Erst in ca. 12 Stunden setzt in Kernnähe allmählich der Okklusionsprozess ein:
Auf der obersten Karte des Tripels sieht man wie sich eine warme Zunge in den Kern schlängelt und Kaltluft schon auf die Vorderseite des Tiefkerns in 850 hPa vorgedrungen ist ... das sind recht eindeutige Signale. Und auch in 500 hPa beginnt sich ein Höhentief zu bilden, was für Okklusion spricht.
Dennoch ist es ein Okklusionsprozess, wie er für Zyklonen vom
Typ Polarfrontzyklone ganz typisch ist, wie auch das gesamte Höhenströmungssetup relativ zum Bodenkern für eine
*normale* Polarfrontzyklone spricht, deren Entwicklung durch die Dry Intrusion merklich gefördert wird, wo also beschreibenderweile der Zusatz RAPID CYCLOGENESIS zulässig ist.
Es ist wirklich nicht leicht, hier verschiedene konzeptionelle Modelle miteinander in Verbindung zu bringen. Der Abschnitt über Shapiro-Keyserzyklonen im SatMetManual der ZAMG hinkt an einigen Stellen ein wenig:
http://www.zamg.ac.at/docu/Manual/SatManu/main.htm?/docu/Manual/SatManu/CMs/CCB/special1.htm
Der für mich wichtigste Punkt der nicht zu meinem Verständnis passt, ist eine Verbindung der SHPK zur Rapid Cyclogenesis. Die rapide Zyklogenese steht mit dem Eindringen von trockener obertroposphäischer Luft in Zusammenhang. Dieses kann aber nur auf der kalten Seite des Jets stattfinden. Der Kern der SHPK liegt aber (meist) rechts hinten vom Jetstreak, also auf der warmen Seite.

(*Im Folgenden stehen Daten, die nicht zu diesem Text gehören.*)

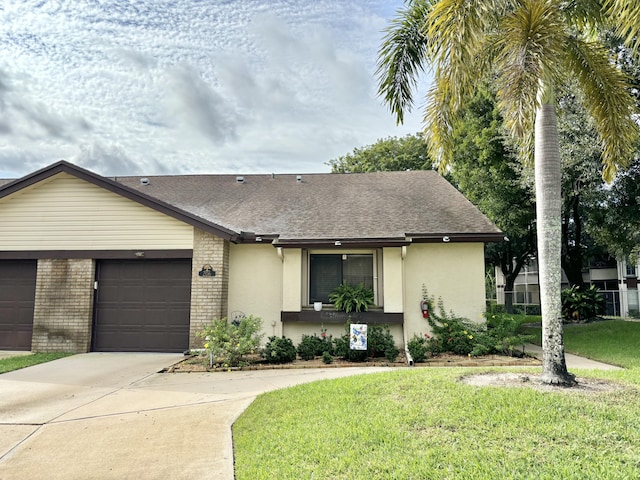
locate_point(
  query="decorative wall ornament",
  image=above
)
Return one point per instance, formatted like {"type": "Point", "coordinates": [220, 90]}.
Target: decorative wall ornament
{"type": "Point", "coordinates": [207, 271]}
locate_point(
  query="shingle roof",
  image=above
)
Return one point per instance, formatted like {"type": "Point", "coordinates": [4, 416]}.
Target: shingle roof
{"type": "Point", "coordinates": [382, 205]}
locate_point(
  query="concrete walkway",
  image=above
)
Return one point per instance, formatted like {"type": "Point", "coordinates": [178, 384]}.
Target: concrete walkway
{"type": "Point", "coordinates": [573, 361]}
{"type": "Point", "coordinates": [112, 416]}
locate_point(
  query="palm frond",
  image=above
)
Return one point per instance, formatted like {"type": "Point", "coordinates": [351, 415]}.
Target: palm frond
{"type": "Point", "coordinates": [456, 33]}
{"type": "Point", "coordinates": [608, 100]}
{"type": "Point", "coordinates": [530, 41]}
{"type": "Point", "coordinates": [402, 57]}
{"type": "Point", "coordinates": [625, 16]}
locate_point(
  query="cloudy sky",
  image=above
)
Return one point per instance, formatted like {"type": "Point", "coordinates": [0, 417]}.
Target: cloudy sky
{"type": "Point", "coordinates": [190, 86]}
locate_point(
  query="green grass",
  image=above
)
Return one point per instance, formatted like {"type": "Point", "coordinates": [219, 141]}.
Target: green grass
{"type": "Point", "coordinates": [23, 361]}
{"type": "Point", "coordinates": [425, 424]}
{"type": "Point", "coordinates": [612, 341]}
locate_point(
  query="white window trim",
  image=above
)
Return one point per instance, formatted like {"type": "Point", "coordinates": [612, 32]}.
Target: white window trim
{"type": "Point", "coordinates": [377, 268]}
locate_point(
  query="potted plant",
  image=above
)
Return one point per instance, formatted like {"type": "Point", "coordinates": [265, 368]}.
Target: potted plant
{"type": "Point", "coordinates": [351, 298]}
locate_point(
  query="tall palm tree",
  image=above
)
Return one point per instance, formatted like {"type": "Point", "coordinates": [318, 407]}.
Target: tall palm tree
{"type": "Point", "coordinates": [528, 48]}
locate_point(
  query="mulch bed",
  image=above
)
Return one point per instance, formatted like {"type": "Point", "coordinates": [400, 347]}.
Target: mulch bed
{"type": "Point", "coordinates": [197, 363]}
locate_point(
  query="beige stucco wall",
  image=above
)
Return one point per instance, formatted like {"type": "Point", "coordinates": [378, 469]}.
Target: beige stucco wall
{"type": "Point", "coordinates": [453, 272]}
{"type": "Point", "coordinates": [392, 279]}
{"type": "Point", "coordinates": [67, 213]}
{"type": "Point", "coordinates": [291, 279]}
{"type": "Point", "coordinates": [255, 284]}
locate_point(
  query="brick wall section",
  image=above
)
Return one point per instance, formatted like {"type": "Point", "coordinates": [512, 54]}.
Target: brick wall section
{"type": "Point", "coordinates": [209, 295]}
{"type": "Point", "coordinates": [63, 310]}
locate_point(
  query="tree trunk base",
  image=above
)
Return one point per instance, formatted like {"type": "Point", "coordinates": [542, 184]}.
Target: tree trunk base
{"type": "Point", "coordinates": [559, 380]}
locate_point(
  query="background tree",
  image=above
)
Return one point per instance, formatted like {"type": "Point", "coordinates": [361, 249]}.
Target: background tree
{"type": "Point", "coordinates": [529, 48]}
{"type": "Point", "coordinates": [487, 172]}
{"type": "Point", "coordinates": [390, 154]}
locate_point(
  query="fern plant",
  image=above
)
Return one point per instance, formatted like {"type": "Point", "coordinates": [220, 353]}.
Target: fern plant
{"type": "Point", "coordinates": [351, 298]}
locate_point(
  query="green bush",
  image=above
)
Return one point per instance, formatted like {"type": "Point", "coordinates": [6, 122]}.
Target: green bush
{"type": "Point", "coordinates": [579, 304]}
{"type": "Point", "coordinates": [351, 298]}
{"type": "Point", "coordinates": [279, 350]}
{"type": "Point", "coordinates": [457, 335]}
{"type": "Point", "coordinates": [312, 346]}
{"type": "Point", "coordinates": [502, 336]}
{"type": "Point", "coordinates": [228, 342]}
{"type": "Point", "coordinates": [418, 347]}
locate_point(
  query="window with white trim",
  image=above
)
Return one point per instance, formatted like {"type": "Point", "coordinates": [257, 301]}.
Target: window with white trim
{"type": "Point", "coordinates": [328, 270]}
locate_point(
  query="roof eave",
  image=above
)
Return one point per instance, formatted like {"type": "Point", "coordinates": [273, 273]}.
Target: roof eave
{"type": "Point", "coordinates": [480, 237]}
{"type": "Point", "coordinates": [341, 242]}
{"type": "Point", "coordinates": [120, 189]}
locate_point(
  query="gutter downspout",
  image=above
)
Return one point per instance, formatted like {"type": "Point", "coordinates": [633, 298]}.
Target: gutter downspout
{"type": "Point", "coordinates": [403, 254]}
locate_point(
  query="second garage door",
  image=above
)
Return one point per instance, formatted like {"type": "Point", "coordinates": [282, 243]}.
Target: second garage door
{"type": "Point", "coordinates": [142, 306]}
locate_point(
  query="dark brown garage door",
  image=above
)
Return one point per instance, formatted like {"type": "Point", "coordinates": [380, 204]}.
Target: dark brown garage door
{"type": "Point", "coordinates": [142, 306]}
{"type": "Point", "coordinates": [17, 296]}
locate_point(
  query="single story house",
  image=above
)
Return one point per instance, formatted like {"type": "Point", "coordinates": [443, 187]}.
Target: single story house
{"type": "Point", "coordinates": [90, 263]}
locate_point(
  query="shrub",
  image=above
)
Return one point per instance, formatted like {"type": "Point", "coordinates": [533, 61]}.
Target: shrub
{"type": "Point", "coordinates": [228, 342]}
{"type": "Point", "coordinates": [457, 335]}
{"type": "Point", "coordinates": [350, 298]}
{"type": "Point", "coordinates": [279, 350]}
{"type": "Point", "coordinates": [502, 336]}
{"type": "Point", "coordinates": [380, 342]}
{"type": "Point", "coordinates": [451, 333]}
{"type": "Point", "coordinates": [580, 304]}
{"type": "Point", "coordinates": [312, 346]}
{"type": "Point", "coordinates": [418, 347]}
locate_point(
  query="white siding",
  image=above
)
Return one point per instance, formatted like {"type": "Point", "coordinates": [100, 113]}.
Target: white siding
{"type": "Point", "coordinates": [66, 213]}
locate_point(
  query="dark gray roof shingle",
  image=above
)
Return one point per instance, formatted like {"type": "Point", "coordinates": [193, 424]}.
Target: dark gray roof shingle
{"type": "Point", "coordinates": [323, 206]}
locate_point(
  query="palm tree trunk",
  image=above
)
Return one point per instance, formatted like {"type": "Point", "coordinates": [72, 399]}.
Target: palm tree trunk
{"type": "Point", "coordinates": [548, 213]}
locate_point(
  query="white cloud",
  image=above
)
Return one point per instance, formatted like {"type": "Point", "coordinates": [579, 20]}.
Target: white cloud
{"type": "Point", "coordinates": [188, 86]}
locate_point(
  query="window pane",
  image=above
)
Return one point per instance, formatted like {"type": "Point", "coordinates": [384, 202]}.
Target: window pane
{"type": "Point", "coordinates": [358, 269]}
{"type": "Point", "coordinates": [325, 274]}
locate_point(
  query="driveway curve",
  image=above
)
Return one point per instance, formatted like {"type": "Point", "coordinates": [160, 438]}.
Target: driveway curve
{"type": "Point", "coordinates": [113, 415]}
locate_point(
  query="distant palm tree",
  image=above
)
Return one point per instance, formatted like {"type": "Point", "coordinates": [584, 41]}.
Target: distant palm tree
{"type": "Point", "coordinates": [529, 49]}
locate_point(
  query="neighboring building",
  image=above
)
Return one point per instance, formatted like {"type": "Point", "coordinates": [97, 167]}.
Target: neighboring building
{"type": "Point", "coordinates": [617, 280]}
{"type": "Point", "coordinates": [141, 263]}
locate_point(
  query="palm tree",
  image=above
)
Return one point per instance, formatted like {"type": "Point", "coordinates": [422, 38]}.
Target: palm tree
{"type": "Point", "coordinates": [528, 49]}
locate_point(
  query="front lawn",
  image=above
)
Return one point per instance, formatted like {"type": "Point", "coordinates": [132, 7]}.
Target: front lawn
{"type": "Point", "coordinates": [610, 341]}
{"type": "Point", "coordinates": [23, 361]}
{"type": "Point", "coordinates": [425, 424]}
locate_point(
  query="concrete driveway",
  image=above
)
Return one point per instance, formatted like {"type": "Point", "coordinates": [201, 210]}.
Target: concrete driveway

Ich mein, es hat sich schon in der Beschreibung verbessert, früher war im SatMetManual zu lesen, die SHPK sei ein Speziallfall der RapidCyclogenesis, was so halt sicher nicht funktionieren kann.

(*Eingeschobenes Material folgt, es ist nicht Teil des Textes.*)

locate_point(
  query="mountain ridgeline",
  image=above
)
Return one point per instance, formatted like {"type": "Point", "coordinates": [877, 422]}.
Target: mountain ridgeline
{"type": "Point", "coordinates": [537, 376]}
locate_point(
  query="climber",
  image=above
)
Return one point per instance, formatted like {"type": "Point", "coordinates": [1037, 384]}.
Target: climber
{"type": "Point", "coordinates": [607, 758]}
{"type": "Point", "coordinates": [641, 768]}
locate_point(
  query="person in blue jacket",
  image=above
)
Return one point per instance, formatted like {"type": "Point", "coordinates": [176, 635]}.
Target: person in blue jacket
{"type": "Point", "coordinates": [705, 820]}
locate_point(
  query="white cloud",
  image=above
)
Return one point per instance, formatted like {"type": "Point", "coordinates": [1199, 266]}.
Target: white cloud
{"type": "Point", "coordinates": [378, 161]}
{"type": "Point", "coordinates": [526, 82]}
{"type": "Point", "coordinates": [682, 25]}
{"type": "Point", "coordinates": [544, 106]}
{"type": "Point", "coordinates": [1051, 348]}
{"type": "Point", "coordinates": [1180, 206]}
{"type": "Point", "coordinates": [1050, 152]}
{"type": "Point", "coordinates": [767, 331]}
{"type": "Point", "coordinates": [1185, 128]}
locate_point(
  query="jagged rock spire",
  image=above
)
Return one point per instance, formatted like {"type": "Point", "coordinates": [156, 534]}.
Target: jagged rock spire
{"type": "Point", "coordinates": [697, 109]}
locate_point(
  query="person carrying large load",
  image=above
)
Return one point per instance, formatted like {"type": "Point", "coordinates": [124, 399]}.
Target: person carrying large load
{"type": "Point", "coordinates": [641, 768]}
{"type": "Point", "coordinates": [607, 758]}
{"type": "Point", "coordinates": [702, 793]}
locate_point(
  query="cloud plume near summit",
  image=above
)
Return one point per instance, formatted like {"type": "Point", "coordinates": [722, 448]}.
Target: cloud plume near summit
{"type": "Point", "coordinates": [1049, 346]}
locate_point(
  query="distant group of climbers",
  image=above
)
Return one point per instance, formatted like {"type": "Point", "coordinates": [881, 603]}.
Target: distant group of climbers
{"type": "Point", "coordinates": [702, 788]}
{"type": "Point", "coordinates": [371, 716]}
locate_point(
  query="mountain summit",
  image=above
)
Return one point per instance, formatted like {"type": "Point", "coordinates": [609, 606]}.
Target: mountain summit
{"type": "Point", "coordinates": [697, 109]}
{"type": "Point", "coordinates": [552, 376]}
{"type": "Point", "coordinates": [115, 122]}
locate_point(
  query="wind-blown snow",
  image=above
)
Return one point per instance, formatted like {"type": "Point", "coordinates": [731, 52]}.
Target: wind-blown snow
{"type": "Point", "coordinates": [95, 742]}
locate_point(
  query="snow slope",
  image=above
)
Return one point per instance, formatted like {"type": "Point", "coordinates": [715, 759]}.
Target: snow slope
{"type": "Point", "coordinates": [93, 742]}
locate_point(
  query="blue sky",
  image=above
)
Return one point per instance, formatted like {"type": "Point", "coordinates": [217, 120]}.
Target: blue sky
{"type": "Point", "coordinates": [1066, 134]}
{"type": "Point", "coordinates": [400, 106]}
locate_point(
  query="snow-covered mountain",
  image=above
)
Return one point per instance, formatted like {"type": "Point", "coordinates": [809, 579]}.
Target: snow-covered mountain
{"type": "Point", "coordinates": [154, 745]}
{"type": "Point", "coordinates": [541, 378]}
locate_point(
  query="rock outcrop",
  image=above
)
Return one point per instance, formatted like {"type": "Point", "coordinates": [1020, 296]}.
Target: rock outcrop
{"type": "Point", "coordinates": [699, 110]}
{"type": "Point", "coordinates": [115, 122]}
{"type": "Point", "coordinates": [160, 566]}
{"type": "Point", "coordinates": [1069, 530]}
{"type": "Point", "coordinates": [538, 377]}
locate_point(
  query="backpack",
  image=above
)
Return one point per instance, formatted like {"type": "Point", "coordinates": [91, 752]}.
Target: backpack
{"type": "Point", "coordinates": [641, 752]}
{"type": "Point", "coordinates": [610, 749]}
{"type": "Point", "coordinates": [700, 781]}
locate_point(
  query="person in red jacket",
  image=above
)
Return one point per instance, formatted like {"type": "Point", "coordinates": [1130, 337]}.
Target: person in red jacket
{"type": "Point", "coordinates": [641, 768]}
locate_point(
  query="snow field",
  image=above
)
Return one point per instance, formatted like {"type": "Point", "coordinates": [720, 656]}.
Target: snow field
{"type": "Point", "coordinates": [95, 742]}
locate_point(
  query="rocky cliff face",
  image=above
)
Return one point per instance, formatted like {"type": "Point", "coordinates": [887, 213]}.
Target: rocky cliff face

Für die SHPK, egal wo die Baroklinität letztendlich herkommt, scheint es bedeutender zu sein, wo die Störung herkommt, denn ein ursprünglich tropischer oder subtropischer Charakter mit warmem Kern scheint hier sehr förderlich zu sein. Zum anderen geht auch viel, was mit ersterem zusammenhängt, von der Jetkonfiguration aus, und der dominante Jet ist bei einer SHPK der Warmfrontjet, an dessen rechten hinteren Ende das Bodentief sitzt. Im aktuellen Fall sitzt der Kern am linken Vorderen Rand des KF Jets und ist deswegen auch Intrusions*gefährdet* und auch eine klassische Polarfrontwelle.

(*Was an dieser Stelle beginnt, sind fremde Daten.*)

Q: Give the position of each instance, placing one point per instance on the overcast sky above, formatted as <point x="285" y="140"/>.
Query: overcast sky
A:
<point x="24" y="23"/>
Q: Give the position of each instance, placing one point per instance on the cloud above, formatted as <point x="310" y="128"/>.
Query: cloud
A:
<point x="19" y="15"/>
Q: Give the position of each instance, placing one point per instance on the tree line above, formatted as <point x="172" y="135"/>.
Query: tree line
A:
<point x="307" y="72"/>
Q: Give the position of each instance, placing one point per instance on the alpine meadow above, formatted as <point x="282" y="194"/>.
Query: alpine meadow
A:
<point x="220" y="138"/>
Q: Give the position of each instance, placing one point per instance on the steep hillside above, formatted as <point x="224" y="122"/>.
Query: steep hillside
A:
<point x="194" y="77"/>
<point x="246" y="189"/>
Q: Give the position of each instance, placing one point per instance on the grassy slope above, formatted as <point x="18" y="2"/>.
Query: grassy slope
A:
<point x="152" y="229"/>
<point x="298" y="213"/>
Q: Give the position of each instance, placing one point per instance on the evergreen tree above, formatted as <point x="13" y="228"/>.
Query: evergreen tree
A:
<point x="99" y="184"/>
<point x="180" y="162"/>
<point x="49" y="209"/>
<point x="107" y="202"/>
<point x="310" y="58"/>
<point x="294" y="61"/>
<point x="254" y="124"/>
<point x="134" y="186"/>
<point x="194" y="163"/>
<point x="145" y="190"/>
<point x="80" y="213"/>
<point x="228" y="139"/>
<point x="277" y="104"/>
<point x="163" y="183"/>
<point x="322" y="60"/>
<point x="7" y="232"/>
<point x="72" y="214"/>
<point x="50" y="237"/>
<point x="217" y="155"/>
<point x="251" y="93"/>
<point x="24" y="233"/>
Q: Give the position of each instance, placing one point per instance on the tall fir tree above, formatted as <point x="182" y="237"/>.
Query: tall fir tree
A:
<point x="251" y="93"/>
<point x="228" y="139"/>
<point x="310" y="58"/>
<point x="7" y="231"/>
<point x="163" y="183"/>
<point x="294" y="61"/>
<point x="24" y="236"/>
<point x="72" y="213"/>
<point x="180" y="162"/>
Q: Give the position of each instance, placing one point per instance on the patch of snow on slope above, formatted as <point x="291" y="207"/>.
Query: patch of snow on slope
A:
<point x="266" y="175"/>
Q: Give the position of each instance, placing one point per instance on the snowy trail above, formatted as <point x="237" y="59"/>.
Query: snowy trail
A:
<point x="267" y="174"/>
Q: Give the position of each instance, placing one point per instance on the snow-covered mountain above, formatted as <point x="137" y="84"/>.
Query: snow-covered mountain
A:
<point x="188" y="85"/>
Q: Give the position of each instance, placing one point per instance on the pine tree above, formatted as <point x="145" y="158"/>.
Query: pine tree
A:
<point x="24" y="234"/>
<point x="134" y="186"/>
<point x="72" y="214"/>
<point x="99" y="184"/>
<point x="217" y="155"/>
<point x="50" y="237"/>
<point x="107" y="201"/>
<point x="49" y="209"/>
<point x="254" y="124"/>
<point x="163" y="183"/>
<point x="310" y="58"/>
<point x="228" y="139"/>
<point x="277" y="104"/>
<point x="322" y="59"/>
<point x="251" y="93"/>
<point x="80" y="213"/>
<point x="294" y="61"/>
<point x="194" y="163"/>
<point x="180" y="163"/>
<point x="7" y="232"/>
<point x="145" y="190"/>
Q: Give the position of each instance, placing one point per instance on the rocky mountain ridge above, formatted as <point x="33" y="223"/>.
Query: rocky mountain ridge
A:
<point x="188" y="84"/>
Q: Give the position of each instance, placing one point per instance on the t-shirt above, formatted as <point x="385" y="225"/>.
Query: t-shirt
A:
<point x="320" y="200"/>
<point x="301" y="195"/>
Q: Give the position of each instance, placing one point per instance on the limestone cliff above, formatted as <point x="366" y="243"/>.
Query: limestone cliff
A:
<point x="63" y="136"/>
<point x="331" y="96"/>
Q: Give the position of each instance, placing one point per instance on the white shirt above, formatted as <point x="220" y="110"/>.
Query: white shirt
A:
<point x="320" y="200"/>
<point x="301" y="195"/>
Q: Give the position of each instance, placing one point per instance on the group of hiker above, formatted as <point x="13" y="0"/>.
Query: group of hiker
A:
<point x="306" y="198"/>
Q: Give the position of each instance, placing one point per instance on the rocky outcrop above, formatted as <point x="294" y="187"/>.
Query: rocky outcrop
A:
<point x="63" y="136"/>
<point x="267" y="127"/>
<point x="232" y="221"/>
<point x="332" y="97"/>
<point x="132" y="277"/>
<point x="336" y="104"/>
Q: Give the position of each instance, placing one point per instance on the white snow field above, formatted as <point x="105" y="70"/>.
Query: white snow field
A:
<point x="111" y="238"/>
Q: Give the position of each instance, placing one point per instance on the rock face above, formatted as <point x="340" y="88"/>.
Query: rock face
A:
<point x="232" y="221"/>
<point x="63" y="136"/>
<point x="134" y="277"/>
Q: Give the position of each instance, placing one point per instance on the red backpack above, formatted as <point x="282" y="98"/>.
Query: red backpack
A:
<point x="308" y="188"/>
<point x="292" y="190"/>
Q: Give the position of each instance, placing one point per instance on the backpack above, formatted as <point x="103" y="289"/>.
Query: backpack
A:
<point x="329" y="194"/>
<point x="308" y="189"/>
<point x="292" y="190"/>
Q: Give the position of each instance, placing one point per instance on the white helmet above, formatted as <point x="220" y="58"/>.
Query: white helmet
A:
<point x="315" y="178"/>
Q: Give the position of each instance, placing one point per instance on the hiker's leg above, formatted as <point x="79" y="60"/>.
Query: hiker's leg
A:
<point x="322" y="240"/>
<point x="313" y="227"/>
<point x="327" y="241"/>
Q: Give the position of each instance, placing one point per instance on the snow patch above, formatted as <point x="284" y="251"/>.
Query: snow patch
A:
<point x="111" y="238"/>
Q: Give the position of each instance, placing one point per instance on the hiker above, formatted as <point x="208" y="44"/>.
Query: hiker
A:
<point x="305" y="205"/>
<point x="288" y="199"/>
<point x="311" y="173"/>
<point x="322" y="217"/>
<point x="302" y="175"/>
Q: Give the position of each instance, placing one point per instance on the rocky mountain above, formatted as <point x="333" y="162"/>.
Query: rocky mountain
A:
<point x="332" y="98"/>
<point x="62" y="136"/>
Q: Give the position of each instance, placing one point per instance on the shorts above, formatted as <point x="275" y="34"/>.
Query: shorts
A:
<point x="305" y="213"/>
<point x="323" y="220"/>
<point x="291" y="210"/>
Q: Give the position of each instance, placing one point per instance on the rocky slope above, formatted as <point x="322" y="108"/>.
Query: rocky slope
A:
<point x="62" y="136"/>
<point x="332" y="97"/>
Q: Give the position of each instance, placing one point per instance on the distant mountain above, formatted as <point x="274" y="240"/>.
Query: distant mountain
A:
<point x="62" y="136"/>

Beide Problematiken laufen darauf hinaus, dass konzeptionelle Modelle keine Theorien sind, sondern Veranschaulichungen. Beide konzeptionellen Modelle werden aber schon jetzt durch die bisher verwendeten dynamischen Gleichungen abgedeckt, die Modelle können sie also simulieren, deswegen bedarf es auch keiner neuen Theorie. Es ist also das Gscheiteste, nicht zu versuchen, sie zu vermischen und vereinheitlichen, denn das führt zu Widersprüchen.